Doering along with his North of Sixty° team trekked 238 km from Arctic Bay to Pond Inlet on skis and snowshoes. A project of the Adventure Learning program, the goal was to find how are the people coping up with the climate change in the North and on what levels it is getting affected. It was.[17] [18] [19]
The now-defunct program, AgCultures, was pitched as an adventure learning program on agriculture and food science. Teachers would have had access to a free online STEM curriculum, funded by CHS.[20] In October 2020, in an article headlined "Donors Pull Support for U of M after Professor Spending Scandal",[21] KSTP News reported that "CHS confirmed it discontinued support for Doering's educational research project, called AgCultures, after it learned of misspending." The same news report "uncovered expense reports that showed Aaron Doering charged the university for tens of thousands of dollars in personal expenses and listed romantic partners as 'consultants' on expensive trips around the world."[21]
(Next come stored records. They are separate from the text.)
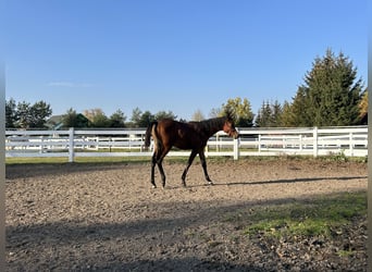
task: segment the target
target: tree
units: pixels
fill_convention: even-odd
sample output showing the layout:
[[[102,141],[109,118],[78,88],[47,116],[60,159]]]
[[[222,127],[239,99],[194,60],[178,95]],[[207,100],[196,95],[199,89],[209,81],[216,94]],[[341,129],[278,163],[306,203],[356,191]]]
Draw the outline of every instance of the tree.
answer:
[[[338,57],[327,49],[323,58],[317,58],[312,70],[299,86],[300,109],[307,126],[342,126],[359,122],[358,104],[362,82],[357,79],[357,69],[342,52]],[[295,102],[295,101],[294,101]],[[296,109],[298,111],[299,109]],[[298,116],[295,116],[298,118]]]
[[[239,97],[228,99],[225,104],[222,104],[221,115],[225,112],[231,112],[234,115],[235,126],[251,127],[253,124],[255,114],[247,98],[243,100]]]
[[[159,111],[157,114],[154,114],[156,120],[161,120],[161,119],[172,119],[176,120],[177,115],[175,115],[172,111]]]
[[[269,103],[269,101],[263,101],[260,110],[257,113],[256,116],[256,126],[258,127],[269,127],[272,126],[272,108]]]
[[[110,120],[104,114],[104,112],[99,109],[85,110],[84,115],[90,121],[92,127],[109,127]]]
[[[200,122],[202,120],[204,120],[204,114],[202,114],[201,110],[196,110],[191,116],[191,121],[197,121]]]
[[[62,116],[63,127],[89,127],[89,120],[80,113],[76,113],[74,109],[69,109]]]
[[[30,106],[30,103],[23,101],[18,102],[16,107],[16,127],[44,128],[47,118],[52,114],[50,104],[45,101],[38,101]]]
[[[5,127],[14,128],[17,122],[16,103],[13,98],[5,101]]]
[[[365,90],[362,95],[361,101],[358,104],[359,107],[359,119],[360,124],[368,124],[368,90]]]
[[[125,120],[126,120],[126,116],[124,115],[124,112],[122,112],[121,110],[117,110],[110,116],[110,126],[111,127],[125,127]]]
[[[156,120],[156,118],[153,114],[151,114],[151,112],[145,111],[140,115],[138,122],[136,123],[136,126],[137,127],[148,127],[151,124],[151,122],[153,122],[154,120]]]
[[[29,127],[44,127],[47,122],[47,118],[49,118],[52,114],[50,104],[48,104],[45,101],[38,101],[34,103],[30,107],[29,111]]]
[[[140,122],[141,115],[142,115],[142,111],[139,110],[138,107],[132,111],[132,119],[131,119],[131,121],[133,122],[134,126],[138,127],[138,123]]]
[[[222,115],[222,110],[221,108],[213,108],[210,112],[209,112],[209,116],[211,119],[218,118]]]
In 2010, Doering and two of his colleagues at the University of Minnesota, Charles Miller and Cassandra Scharber, founded the Learning Technologies Media Lab, with the support of the College of Education and Human Development. The mission of LTML is to create and inspire opportunities for global collaboration in addressing humanity's most pressing educational, social, and environmental issues by designing and evaluating innovative technology-mediated solutions for learners, educators, researchers, and organizations. Doering resigned his position while “under investigation for questionable spending of taxpayer money at the university,” according to a news article from November 13, 2019.[22]
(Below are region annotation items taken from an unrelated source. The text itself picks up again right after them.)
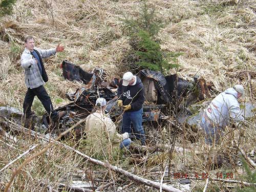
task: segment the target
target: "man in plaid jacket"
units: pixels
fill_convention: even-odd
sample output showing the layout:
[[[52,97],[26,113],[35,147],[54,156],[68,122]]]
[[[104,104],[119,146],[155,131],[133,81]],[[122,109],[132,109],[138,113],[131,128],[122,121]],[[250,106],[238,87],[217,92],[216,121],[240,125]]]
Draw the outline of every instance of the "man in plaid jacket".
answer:
[[[26,48],[22,55],[21,64],[25,69],[25,84],[28,88],[23,103],[25,118],[34,114],[31,111],[31,106],[34,98],[36,96],[51,119],[57,121],[61,116],[65,115],[65,112],[59,114],[53,110],[51,99],[44,87],[48,81],[48,77],[42,58],[49,57],[55,55],[57,52],[63,51],[64,47],[58,45],[56,48],[47,50],[35,48],[34,38],[31,36],[25,38],[25,44]]]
On December 26, 2018, Doering was arrested at the home of his girlfriend and charged with two felony counts of domestic assault by strangulation.[23] [24] In February 2019, during Doering's trial, the prosecution brought two other women forward as witnesses, his ex-wife and a former fiancé, to confirm Doering's history of abuse.[25] Public records include a police report filed against him for strangulation and battery by the fiancé one year prior. On April 17, 2019, Doering pled guilty[26] and in June 2019 was sentenced to serve 180 days in the Hennepin County jail.[27] At his sentencing, Doering said, “I’ve struggled with my relationships and my sobriety. It's culminating with me being here, sitting amongst my mistakes."[27] On November 13, 2019, it was announced that Doering had resigned from his post at the University of Minnesota.[28]